Prep 20 mins
Cook 0 mins
From Trial and Error. She says: i ate this salad six times in two weeks. six. it is that good. and it wasn't just me that loved it, jason said it's one of the best salads he's ever had. in my opinion, the goat cheese makes it. we had ours with fresh honey crisp apples we picked ourselves, but any firm, sweet apple will do. - I have to agree with her about the awesomeness of this salad. You can easily leave out the chicken to make it a side salad for a meal. I also have successfully made this with pears.
for the vinaigrette
- 2 tablespoons apple cider vinegar
- 2 tablespoons real maple syrup
- 2 teaspoons Dijon mustard
- 2 teaspoons grainy old fashioned mustard
- 1 small shallot, finely minced
- 1 garlic clove, finely minced
- 1⁄4 cup olive oil
for the salad
- 8 cups mixed salad greens
- 4 chicken breasts, cooked and thinly sliced (optional)
- 4 ounces goat cheese
- 1⁄4 cup sliced almonds
- 1⁄4 cup dried cranberries
- 2 crisp apples or 2 pears, thinly sliced
- whisk the vinaigrette ingredients together in a small bowl or place them in a mason jar and shake.
- divide the salad greens among four bowls. top each with a chicken breast (optional), 1 ounce crumbled goat cheese, 1 tablespoon almonds, 1 tablespoon cranberries, and half an apple. top with vinaigrette.
This is a fantastic salad! I loved the sweetness from the dried fruit - it really added something special to the vinaigrette.

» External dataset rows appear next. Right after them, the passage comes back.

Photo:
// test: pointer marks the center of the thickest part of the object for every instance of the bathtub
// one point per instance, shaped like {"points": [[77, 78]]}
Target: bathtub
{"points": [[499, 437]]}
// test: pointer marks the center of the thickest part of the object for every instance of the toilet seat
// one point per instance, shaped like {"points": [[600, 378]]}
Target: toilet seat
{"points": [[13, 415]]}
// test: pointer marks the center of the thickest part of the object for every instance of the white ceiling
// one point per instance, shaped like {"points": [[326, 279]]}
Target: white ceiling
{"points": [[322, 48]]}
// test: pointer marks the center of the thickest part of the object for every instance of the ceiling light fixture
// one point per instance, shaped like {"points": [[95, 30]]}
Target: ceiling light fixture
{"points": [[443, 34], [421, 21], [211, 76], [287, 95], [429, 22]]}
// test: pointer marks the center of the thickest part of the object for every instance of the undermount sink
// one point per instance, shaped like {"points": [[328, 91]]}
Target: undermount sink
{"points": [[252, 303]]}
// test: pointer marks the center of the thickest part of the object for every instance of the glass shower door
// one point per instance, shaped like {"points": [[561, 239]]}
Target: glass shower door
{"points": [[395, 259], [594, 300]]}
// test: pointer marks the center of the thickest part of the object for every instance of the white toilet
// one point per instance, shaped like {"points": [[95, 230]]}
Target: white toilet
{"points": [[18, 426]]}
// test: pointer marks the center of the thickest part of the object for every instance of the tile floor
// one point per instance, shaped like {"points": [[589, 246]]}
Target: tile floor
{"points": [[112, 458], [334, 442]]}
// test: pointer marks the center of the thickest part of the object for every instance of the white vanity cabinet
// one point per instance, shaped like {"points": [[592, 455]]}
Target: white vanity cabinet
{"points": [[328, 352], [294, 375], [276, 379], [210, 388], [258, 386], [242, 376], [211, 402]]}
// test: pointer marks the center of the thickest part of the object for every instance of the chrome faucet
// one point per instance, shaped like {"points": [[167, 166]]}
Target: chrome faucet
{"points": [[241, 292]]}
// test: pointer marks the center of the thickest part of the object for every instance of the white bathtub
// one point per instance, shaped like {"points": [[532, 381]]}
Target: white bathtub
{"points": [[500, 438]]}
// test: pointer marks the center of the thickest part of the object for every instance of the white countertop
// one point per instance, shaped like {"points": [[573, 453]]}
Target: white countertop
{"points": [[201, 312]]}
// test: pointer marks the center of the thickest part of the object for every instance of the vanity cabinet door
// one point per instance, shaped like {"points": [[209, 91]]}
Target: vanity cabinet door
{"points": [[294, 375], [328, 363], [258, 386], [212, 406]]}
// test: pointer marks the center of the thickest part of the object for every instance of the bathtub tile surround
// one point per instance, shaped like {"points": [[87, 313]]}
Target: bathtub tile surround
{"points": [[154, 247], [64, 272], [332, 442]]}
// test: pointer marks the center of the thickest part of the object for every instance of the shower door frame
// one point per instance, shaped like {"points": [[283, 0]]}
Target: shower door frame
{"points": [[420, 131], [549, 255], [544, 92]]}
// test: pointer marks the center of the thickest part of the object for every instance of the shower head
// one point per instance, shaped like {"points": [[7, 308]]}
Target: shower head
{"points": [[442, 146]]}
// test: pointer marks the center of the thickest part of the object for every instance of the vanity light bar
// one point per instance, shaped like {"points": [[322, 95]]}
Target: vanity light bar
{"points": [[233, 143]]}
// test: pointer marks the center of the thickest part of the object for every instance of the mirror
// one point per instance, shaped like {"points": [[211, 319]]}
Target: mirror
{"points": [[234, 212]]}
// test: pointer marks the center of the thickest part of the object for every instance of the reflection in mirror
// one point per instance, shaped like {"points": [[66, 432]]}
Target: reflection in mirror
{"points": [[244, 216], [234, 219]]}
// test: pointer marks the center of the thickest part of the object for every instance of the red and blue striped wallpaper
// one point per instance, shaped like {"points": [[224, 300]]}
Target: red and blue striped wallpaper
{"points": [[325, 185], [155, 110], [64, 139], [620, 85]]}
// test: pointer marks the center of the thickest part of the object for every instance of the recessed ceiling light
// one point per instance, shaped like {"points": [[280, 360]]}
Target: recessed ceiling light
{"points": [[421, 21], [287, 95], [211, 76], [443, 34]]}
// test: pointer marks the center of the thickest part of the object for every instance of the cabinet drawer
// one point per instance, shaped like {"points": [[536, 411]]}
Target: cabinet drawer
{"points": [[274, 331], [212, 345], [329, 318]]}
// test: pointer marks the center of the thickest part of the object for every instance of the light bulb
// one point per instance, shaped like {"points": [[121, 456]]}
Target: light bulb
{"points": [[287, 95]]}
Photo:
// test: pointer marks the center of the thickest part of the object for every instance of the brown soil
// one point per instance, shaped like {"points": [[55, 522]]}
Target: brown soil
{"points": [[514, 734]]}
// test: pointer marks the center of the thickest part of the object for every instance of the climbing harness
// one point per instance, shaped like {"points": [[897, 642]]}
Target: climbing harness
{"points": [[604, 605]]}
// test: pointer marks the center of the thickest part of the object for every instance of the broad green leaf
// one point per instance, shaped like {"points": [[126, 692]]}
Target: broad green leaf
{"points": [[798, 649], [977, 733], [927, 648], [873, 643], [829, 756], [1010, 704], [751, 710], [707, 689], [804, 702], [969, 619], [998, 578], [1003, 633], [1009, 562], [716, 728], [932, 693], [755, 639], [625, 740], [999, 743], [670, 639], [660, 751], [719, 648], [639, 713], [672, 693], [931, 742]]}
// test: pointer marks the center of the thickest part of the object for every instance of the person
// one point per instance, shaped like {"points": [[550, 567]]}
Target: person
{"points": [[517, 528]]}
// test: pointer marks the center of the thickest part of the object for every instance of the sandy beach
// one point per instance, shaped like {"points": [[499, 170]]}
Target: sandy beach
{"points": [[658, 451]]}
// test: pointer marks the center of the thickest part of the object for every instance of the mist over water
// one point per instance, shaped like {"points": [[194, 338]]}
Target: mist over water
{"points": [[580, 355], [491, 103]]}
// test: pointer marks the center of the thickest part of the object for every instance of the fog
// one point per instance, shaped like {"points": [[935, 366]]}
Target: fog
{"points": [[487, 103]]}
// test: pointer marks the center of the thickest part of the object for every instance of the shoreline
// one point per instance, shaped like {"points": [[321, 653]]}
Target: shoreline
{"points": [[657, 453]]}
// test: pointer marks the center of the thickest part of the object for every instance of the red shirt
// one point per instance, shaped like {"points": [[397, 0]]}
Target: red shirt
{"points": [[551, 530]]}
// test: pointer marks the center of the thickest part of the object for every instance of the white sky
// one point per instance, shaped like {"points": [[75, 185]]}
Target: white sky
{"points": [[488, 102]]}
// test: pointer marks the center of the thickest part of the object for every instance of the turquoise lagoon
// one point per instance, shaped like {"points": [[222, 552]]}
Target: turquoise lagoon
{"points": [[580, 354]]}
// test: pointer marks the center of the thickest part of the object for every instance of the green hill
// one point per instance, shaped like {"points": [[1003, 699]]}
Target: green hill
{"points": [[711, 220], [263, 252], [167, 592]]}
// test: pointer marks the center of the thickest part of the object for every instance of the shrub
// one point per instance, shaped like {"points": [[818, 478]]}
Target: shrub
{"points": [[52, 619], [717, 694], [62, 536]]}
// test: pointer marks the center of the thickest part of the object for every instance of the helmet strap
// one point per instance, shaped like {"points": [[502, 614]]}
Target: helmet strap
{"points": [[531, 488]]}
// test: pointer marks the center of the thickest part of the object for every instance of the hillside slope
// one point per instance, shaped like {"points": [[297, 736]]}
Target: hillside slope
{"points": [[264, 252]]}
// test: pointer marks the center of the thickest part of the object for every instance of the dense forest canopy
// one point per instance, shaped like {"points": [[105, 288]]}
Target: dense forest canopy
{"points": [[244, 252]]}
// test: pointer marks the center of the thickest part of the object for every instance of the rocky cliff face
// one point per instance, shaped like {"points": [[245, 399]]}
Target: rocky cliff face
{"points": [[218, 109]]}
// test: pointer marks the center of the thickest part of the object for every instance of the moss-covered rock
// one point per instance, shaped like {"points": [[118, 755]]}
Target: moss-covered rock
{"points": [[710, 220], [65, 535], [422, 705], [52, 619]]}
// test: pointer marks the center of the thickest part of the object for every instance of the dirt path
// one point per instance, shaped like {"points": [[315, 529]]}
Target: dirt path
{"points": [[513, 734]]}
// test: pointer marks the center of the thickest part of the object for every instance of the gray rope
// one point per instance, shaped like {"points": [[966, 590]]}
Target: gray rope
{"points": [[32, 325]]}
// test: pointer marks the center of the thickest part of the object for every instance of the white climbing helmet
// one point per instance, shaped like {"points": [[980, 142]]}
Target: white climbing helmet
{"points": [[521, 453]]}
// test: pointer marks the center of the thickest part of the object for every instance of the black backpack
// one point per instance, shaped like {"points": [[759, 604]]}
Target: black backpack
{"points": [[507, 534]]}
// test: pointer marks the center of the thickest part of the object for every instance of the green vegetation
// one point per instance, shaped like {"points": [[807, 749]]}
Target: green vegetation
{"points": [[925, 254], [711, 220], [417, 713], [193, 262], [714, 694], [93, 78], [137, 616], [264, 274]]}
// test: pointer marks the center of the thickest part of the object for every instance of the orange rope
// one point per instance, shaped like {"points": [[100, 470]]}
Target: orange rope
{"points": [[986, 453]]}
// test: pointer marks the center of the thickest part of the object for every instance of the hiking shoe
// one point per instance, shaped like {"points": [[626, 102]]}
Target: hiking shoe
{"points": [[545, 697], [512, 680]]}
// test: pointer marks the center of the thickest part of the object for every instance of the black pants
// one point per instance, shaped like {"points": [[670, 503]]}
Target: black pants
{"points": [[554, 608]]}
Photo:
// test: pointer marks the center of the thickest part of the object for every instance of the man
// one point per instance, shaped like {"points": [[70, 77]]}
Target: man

Great salad-fantastic dressing! I used a granny smith and opted for blueberries since they are in season right now. Going to me making this one a lot! Made for CQ 2015
I chose this recipe for 2 reasons: 1) I had all the ingredients in the house - all I had to do was remove the chicken breast fillets from the freezer and defrost, and 2) it required minimal cooking. I chose 1 each of apple and pear, deciding to live dangerously and really mix things up. Having said that, I was unable to taste the finished product - my family had this for their lunch. They LOVED this salad. So, this means I will have to make it again when I can eat it. Excellent recipe, sofie!